Every Wednesday, around the Medici Fortress, the local market in Siena is held from 8:00 (8 AM) to 13:30 (1.30 PM). A local market is an event when all city comes to life, and it is something you should not miss. You can find various clothing, fabrics, and old stuff, but there are also local meat products, cheeses, fruit, vegetables, and aromatic herbs. Prices are usually lower than in street shops, and the good thing is that you can always arrange prices with sellers.
Transportation in Siena
Siena has a historic center closed to traffic and entirely pedestrianized. It cannot be accessed by private cars, and the only way to get around is on foot or by public transport such as mini buses and taxis. From 2019, bicycles can also circulate freely within the limited traffic area, by reduced speed, at a walking pace.
Parking in Siena
There is a good of parking lots in Siena, but they are outside the old town. In Siena, there are over 4 thousand parking spaces, mostly paid ones. The square of the Stadio Comunale, where paid parking spaces are available, is completely closed on Wednesdays due to market day.
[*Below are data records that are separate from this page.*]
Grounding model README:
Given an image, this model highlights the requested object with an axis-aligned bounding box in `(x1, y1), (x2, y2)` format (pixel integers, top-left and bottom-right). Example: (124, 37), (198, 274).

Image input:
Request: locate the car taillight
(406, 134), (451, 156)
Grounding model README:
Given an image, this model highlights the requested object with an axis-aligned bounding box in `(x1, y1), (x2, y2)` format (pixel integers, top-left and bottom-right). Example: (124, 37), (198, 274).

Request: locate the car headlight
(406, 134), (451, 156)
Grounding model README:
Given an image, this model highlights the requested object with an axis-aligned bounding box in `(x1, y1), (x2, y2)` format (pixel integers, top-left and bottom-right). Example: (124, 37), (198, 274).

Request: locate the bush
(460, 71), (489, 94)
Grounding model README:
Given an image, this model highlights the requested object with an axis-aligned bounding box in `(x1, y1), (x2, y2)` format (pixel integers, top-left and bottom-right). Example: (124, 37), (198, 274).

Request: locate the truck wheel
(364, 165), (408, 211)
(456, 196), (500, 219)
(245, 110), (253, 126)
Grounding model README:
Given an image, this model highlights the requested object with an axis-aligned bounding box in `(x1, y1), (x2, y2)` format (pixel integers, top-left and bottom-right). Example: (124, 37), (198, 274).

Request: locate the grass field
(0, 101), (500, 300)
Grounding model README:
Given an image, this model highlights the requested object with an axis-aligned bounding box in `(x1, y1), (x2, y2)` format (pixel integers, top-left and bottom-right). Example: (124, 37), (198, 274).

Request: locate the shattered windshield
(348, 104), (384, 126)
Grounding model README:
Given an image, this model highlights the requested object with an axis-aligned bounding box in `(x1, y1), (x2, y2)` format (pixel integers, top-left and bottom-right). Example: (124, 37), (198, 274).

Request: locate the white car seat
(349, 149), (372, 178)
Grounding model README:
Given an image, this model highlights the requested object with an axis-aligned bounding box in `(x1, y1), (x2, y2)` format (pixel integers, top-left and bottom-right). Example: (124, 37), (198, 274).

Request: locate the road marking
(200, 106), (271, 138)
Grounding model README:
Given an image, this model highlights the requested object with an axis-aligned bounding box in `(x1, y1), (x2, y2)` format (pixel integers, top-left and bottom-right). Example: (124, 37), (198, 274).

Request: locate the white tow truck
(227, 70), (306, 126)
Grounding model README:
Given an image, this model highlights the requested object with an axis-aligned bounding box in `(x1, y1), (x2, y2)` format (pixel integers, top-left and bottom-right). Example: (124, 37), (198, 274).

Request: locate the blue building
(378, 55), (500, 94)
The relatively new paid car park Santa Caterina-Fontebranda is highly recommended because of little or no traffic. If you are lucky enough, you can find a few free parking spaces below the Fortezza di Medici, but they are occupied most of the time. The price for paid parking in Siena is 1,50 euros per hour.
How to get to Siena
Siena does not have an airport, so the nearest airports are in Florence and Pisa. Florence airport is around 60 kilometers away, and Pisa airport is just over 100 kilometers away from Siena. Both airports are connected to Siena with a shuttle bus system.
Siena can be reached by car from the north along the A1 motorway towards Florence. You should exit at “Firenze Impruneta” and then continue on the Firenze-Siena highway for around 40 minutes to reach your destination. From the south, you should take the A1 motorway, exit at “Valdichiana,” and then go to Bettolle-Siena road.
Traveling by train is one of the most comfortable ways to reach Siena. Trains to Siena come from Florence Santa Maria Novella, Empoli, Chiusi Chianciano Terme, Grosseto, and Orbetello. The Siena station is in Piazza Carlo Rosselli, which is about 2 kilometers far from the city center.
From the bus station in Florence (via Santa Caterina da Siena, 7) buses leave (with a frequency of two vehicles per hour) to Siena. From various Italian cities, there are bus connections with the Tuscan city. The Siena bus station is in Piazza Gramsci, from where it is possible to walk to all the important places in the city.